Project description:Formalin-fixed paraffin-embedded (FFPE) tissue samples are routinely archived in the course of patient care and can be linked to clinical outcomes with long-term follow-up. However, FFPE tissues have degraded RNA which poses challenges for analyzing gene expression. Next-generation sequencing (NGS) is rapidly becoming accepted as an effective tool for measuring gene expressions for research and clinical use. However, the feasibility of NGS has not been firmly established when using FFPE tissue.We optimized strategies for whole transcriptome sequencing (RNA-seq) using FFPE tissue. Ribosomal RNA (rRNA) was successfully depleted by competitive hybridization using the Ribo-zero™ Kit (Epicentre Biotechnologies), and rRNA sequence content was less than one percent for each library. Gene expression measured by FFPE RNA-seq was compared to two different standards: RNA-seq from fresh frozen (FF) tissue and quantitative PCR (qPCR). Both FF and FFPE tumors were sequenced on an Illumina Genome Analyzer IIX with an average of 10 million reads. The distribution of FPKMs (fragments per kilobase of exon per million fragments mapped) and number of detected genes were similar between FFPE and FF. RNA-seq expressions from FF and FFPE samples from the same renal cell carcinoma (RCC) correlated highly (r = 0.919 for tumor 1 and r = 0.954 for tumor 2). On hierarchical cluster analysis, samples clustered by patient identity rather than method of preservation. TaqMan qPCR of 424 RCC-related genes correlated highly with FFPE RNA-seq expressions (r = 0.775 for FFPE tumor 1, r = 0.803 for FFPE tumor 2). Expression fold changes were considered, to assess biologic relevance of gene expressions. Expression fold changes between FFPE tumors (tumor 1/tumor 2) correlated well when comparing qPCR and RNA-seq (r = 0.890).
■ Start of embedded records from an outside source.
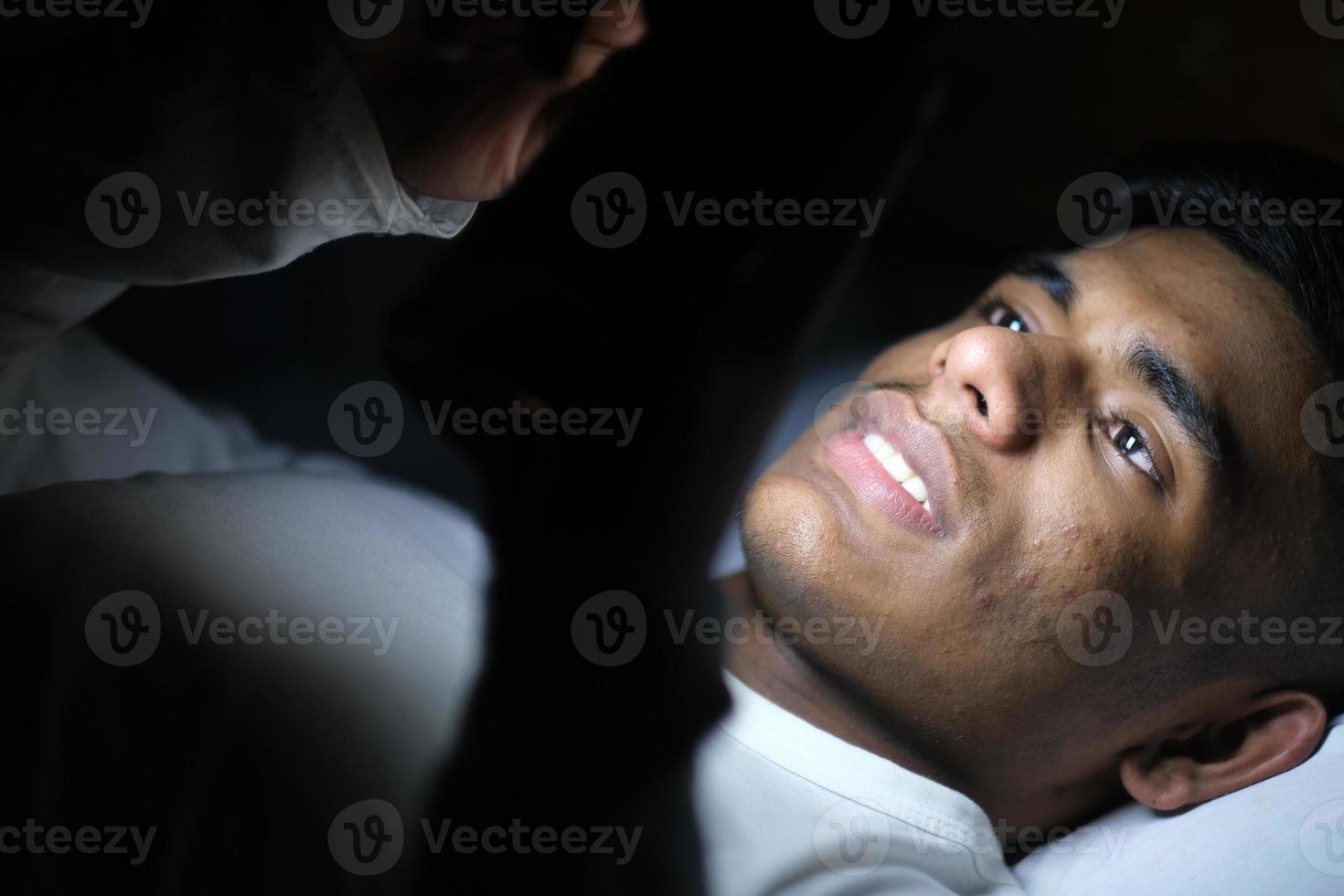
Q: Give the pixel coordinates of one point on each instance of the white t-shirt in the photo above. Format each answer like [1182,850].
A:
[788,807]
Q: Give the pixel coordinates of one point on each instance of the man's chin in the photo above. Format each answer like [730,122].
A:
[794,540]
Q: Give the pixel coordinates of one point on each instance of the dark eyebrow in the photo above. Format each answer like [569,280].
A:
[1179,394]
[1044,272]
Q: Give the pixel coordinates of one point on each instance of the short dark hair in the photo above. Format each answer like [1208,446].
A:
[1304,258]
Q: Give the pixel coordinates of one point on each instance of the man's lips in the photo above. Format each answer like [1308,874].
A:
[871,472]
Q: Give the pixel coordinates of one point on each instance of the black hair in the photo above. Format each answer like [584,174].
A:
[1260,185]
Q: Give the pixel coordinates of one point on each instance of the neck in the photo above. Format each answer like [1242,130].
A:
[783,676]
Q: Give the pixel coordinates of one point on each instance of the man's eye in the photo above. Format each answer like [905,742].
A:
[1000,314]
[1132,445]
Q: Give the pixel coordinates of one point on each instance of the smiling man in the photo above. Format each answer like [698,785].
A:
[1105,437]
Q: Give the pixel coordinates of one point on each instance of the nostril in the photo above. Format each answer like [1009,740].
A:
[981,404]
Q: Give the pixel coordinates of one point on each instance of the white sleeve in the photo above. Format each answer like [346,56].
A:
[208,145]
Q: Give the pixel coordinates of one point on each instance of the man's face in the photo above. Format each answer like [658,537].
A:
[1120,420]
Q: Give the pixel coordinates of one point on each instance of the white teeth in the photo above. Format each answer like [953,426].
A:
[917,488]
[897,466]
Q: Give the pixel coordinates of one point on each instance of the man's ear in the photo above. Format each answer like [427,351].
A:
[1267,733]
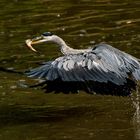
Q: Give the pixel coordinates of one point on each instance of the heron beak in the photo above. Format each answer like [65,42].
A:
[30,42]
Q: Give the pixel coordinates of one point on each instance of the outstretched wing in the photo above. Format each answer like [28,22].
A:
[103,64]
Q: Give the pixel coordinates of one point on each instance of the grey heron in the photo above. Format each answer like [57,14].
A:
[102,66]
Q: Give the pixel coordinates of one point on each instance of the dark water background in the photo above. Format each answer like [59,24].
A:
[29,114]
Expression fold changes between tumors from different risk groups (our high risk RCC/The Cancer Genome Atlas, TCGA, low risk RCC) also correlated well when comparing RNA-seq from FF and FFPE tumors (r = 0.887).FFPE RNA-seq provides reliable genes expression data, comparable to that obtained from fresh frozen tissue. It represents a useful tool for discovery and validation of biomarkers.